London, England – Global research results released by the HSBC Climate Partnership has revealed that consumers want governments to “stop haggling on carbon concessions” and act on them. The report said that the economic situation has not dampened enthusiasm for government action, with 43 per cent of people chosing climate change ahead of the global economy when asked about their current concerns, despite the turmoil in the financial markets taking place at the time.
Of those surveyed, 77 per cent worldwide want to see their governments cutting carbon by their national “fair share” or more, to allow less-developed economies to grow. As representatives around the world prepare to gather in Poland for the United Nations Climate Change Conference, consumers believe governments should focus on more direct action, with twice as many saying that governments should invest in renewable energy than participate in international negotiations on climate change.

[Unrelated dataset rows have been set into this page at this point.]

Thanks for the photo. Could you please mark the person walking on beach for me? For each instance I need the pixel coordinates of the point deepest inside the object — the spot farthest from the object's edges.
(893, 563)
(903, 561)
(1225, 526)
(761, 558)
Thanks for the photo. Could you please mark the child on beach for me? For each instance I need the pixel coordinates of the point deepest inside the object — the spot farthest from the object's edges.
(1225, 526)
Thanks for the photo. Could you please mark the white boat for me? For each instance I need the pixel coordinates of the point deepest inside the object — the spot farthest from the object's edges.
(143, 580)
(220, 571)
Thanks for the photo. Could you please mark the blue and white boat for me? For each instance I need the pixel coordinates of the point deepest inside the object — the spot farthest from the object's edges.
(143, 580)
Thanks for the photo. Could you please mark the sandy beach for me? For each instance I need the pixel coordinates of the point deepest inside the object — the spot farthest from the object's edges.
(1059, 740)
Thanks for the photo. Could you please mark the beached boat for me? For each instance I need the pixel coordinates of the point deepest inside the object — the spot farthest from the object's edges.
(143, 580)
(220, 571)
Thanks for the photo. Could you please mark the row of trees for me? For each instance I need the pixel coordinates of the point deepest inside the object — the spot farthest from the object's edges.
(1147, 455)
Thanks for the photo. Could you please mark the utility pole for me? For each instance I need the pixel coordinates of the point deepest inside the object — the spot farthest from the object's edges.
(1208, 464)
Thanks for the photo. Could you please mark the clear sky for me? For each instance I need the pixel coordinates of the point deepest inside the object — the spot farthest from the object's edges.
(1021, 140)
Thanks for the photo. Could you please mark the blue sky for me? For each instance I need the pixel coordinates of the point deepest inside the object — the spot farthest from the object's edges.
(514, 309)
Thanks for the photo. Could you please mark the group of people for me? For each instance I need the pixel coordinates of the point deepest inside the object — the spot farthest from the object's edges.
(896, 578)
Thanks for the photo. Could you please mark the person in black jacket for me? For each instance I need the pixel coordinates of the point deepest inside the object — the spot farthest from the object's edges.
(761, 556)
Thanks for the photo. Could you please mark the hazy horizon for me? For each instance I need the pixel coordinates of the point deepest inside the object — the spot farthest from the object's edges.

“This research demonstrates the need for decisive action on climate change,” said Lord Nicholas Stern, advisor to HSBC on economic development and climate change. “The urgent challenge is to build a framework for a global deal so that consensus can be reached in Copenhagen next year, and the discussions in Poznan are a critical stepping stone to achieving this. Now is the time to lay the foundations of a new form of growth that can transform our economies and societies.”
Even in countries emitting the most carbon dioxide, the majority of people want their country to make a fair contribution. In China, 62 per cent said their country should reduce emissions by at least as much as other countries, while only 4 per cent said their country’s emissions should be allowed to increase. In the U.S., 72 per cent said the country should reduce emissions by at least as much as other countries. In Mexico and Brazil, over 80 per cent wanted to cut emissions by their “fair share” or more, as high a level as in developed markets.
However, the findings come against a global backdrop of consumer reluctance to take more personal responsibility to tackle the problem, with individuals 29 per cent less willing to make further changes to purchasing decisions when compared with 2007, and 19 per cent less willing to make lifestyle changes.